実装をよく見てもらえると分かるのですが、ライブラリの大部分は型情報で、JS にトランスパイルされた時に残る部分は createSTEventTarget の実装部分だけです。createSTEventTarget も本当に素朴なことしかしていなくて、ネイティブの CustomEvent / EventTarget をただ strictly-typed な CustomEvent / EventTarget へと type assertion しているだけです。ズルいですね。

export function createSTEventTarget<EventMap extends {}>() {
  const STCustomEvent = (CustomEvent as unknown) as STCustomEvent<EventMap>;
  const STEventTarget = EventTarget as STEventTarget<EventMap>;
  return [STCustomEvent, STEventTarget] as const;
}

そしてこれをトランスパイルし、ES Modules 形式で出力したものが以下になります。これで丁度 152 B です。
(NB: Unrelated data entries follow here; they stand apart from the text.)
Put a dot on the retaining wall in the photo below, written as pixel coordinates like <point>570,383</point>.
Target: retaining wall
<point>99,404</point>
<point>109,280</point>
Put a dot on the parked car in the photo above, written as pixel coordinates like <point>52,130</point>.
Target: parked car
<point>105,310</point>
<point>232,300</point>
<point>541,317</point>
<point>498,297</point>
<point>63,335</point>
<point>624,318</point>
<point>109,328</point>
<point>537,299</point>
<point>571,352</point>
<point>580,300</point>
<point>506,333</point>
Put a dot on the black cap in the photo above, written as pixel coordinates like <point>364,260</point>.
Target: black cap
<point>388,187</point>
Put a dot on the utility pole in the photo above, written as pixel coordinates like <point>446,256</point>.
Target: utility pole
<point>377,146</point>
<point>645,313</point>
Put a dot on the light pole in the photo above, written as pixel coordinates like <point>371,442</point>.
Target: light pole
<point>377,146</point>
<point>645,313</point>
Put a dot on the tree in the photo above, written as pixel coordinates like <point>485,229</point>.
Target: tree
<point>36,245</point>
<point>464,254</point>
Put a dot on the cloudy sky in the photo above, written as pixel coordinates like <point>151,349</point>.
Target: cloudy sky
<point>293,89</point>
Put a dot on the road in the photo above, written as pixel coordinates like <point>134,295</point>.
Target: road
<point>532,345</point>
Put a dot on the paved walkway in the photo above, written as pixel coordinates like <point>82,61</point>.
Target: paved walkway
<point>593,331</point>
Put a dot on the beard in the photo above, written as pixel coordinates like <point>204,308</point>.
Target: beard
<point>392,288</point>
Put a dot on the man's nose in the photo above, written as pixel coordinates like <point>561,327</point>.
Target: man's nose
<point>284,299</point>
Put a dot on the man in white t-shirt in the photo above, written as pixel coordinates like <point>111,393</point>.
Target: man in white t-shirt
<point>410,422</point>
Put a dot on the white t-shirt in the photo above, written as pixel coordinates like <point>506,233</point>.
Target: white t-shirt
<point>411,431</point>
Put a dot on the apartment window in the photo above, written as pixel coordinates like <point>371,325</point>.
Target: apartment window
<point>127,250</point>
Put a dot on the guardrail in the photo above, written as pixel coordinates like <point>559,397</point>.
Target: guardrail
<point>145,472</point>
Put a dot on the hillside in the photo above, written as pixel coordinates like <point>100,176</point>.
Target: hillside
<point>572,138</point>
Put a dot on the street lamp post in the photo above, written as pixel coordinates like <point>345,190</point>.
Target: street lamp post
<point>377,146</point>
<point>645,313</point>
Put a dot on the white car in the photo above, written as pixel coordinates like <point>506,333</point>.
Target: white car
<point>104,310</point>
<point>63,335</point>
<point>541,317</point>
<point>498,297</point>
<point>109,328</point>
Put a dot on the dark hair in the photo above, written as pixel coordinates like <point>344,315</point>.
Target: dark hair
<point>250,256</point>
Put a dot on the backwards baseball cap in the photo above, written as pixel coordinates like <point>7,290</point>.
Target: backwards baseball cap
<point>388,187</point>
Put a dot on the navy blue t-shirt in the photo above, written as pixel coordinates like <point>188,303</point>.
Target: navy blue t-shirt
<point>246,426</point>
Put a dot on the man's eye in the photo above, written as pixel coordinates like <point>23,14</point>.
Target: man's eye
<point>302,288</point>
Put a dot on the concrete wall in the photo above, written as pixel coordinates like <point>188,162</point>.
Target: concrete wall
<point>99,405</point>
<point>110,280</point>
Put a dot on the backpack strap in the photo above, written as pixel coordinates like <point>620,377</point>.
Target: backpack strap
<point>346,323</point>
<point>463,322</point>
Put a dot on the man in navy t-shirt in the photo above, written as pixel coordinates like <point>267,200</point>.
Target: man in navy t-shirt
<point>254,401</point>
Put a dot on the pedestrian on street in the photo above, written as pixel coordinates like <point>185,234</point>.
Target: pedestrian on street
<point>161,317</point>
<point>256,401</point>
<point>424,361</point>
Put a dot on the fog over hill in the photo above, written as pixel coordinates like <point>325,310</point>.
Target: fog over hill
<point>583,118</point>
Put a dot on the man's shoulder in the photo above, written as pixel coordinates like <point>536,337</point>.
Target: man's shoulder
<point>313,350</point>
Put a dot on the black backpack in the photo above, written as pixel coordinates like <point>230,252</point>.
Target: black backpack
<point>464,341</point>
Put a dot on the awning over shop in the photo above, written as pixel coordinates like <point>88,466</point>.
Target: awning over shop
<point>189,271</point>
export function createSTEventTarget() {
    var STCustomEvent = CustomEvent;
    var STEventTarget = EventTarget;
    return [STCustomEvent, STEventTarget];
}
//# sourceMappingURL=index.js.map

ちなみにより踏み込んだ話をするなら、minify すればもっと小さくなりますし、何なら以下のように型定義だけ使えば、トランスパイル時に型定義が削除されて 0 B になります。まあたった 152 B を嫌って長ったらしい型注釈を書きたい人は居ないはずなので、ただの面白テクニックという感じですが。

import {
  STCustomEvent,
  STEventTarget,
} from '@mizdra/strictly-typed-event-target';

interface FooEventMap {
  onmessage: string;
  onerror: Error;
  oninstall: undefined;
}
const FooCustomEvent = (CustomEvent as unknown) as STCustomEvent<FooEventMap>;
const FooEventTarget = EventTarget as STEventTarget<FooEventMap>;

変更履歴

  • 2020/09/21
    • 本ライブラリが他のライブラリと比較して高速であるという旨の説明をしていましたが、実際には割と遅いほうだということが判明したため、速度に関する表記を削除しました (参考1, 参考2)
    • 当初既存の EventTarget が型安全ではないという説明がなされていましたが、これは誤りでした。実際には EventTarget は型安全であり、本ライブラリはそれをより強く型付けしたライブラリという位置づけです。そこでそれを反映すべくライブラリを strictly-typed-event-target から strictly-typed-event-target に rename しました。
    • サイズがgzip後のものを指していたため、gzip前のサイズになるよう本文や記事タイトルを書き換えました (151 B => 158 B)
    • 合わせて関数名の rename を行った結果、サイズが少し減りました (158 B => 152 B)

*1:2020/09 現在ではまだ一般ユーザに公開されていない、internal で実験的な機能です。

*2:IE11及びSafariでは一部のAPIがサポートされていません。